Ireland have beaten England in seven of their last eight championship meetings since Sir Clive Woodward's side won the Grand Slam in 2003. But Farrell, preparing for his last game as England assistant coach before he returns to Saracens, stressed that history will count for nothing at Twickenham.
England have already won at Murrayfield for the first time in eight years, pushed World Cup semi-finalists Wales to the brink and broken France's 10-game unbeaten home record in the championship. Farrell said: "Ireland have a good record here but that means nothing to this England group. Only a handful of these players were involved in any of those games."

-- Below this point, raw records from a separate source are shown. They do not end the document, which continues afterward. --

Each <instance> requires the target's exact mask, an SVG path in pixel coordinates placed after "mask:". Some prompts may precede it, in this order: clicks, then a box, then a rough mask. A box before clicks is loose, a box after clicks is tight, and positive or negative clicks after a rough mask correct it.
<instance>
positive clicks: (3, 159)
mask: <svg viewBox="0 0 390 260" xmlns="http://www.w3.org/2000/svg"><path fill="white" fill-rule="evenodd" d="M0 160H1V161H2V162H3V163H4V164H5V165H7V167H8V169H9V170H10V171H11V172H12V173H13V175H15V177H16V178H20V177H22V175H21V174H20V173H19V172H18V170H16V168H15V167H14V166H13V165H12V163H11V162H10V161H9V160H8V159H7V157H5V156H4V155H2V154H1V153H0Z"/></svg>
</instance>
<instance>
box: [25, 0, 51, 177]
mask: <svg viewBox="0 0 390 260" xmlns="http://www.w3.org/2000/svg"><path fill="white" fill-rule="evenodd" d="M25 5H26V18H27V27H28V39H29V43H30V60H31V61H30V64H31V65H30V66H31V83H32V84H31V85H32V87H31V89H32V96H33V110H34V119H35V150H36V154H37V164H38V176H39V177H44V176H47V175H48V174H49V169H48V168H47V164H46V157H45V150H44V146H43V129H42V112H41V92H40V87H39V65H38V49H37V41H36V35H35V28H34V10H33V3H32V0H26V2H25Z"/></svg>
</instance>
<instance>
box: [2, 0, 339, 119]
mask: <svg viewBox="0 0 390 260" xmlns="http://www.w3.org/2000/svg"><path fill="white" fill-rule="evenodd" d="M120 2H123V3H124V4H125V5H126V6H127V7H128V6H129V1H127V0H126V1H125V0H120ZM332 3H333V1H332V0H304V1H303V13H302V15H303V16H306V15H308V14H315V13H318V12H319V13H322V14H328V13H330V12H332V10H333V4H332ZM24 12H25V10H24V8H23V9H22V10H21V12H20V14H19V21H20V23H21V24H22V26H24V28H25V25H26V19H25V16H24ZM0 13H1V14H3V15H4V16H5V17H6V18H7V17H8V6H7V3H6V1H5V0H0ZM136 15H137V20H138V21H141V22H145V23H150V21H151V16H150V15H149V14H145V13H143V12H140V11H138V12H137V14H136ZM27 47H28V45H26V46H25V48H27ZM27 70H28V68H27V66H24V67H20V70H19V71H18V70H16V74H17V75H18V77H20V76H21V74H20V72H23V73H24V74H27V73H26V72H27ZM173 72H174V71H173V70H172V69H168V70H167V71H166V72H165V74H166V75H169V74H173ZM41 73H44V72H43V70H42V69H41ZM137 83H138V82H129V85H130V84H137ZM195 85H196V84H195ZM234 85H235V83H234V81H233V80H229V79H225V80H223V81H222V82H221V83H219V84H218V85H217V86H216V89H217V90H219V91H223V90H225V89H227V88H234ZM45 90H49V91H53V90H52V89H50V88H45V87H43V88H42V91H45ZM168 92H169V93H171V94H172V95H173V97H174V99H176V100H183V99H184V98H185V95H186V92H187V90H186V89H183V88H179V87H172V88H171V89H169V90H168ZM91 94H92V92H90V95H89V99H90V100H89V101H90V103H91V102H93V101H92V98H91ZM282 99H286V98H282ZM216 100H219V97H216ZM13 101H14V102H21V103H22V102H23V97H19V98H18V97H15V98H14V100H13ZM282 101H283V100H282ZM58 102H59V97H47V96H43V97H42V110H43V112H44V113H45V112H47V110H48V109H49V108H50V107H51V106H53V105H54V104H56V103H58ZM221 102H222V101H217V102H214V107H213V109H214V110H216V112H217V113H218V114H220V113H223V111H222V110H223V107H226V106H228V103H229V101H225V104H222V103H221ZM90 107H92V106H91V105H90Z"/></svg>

He added: "We are aware of the record - like we were aware of the record at Murrayfield, the challenge of Rome, the form Wales were in and France's home run. There seems to be a challenge every single week but these boys aren't frightened of anything. We are up for any type of challenge. We don't know fear."
England have won all three of their away matches in a Six Nations campaign for the first time ever, including last weekend's landmark 24-22 victory over France in Paris. Stuart Lancaster has capped nine new players this campaign and discovered England stars of the future in the likes of Owen Farrell and Ben Morgan.
"Maybe a few other people have had their expectations exceeded but not ourselves," Farrell said. "We were always confident we could get results. You are judged on performances as well, and they've been very good.
"Our initial expectations were for this young side to develop week-in and week-out, to get used to the international environment. We were always confident in the selections we made along the way. "We picked on form, for the here and now and for the future.
"That's unfolded as well as anyone could have hoped and we now hope to take it to another level this weekend."
Chris Robshaw was appointed captain with just one cap to his name and he has led from the front, setting the standards for England in work ethic and tackle count.
"When Chris was appointed people wondered whether it was possible to come in and captain an international side with just one cap to his name," Lancaster said. "It is testament to Chris that he has had the ability to do that, to manage the demands of captaincy and also produce performances of a consistently high quality."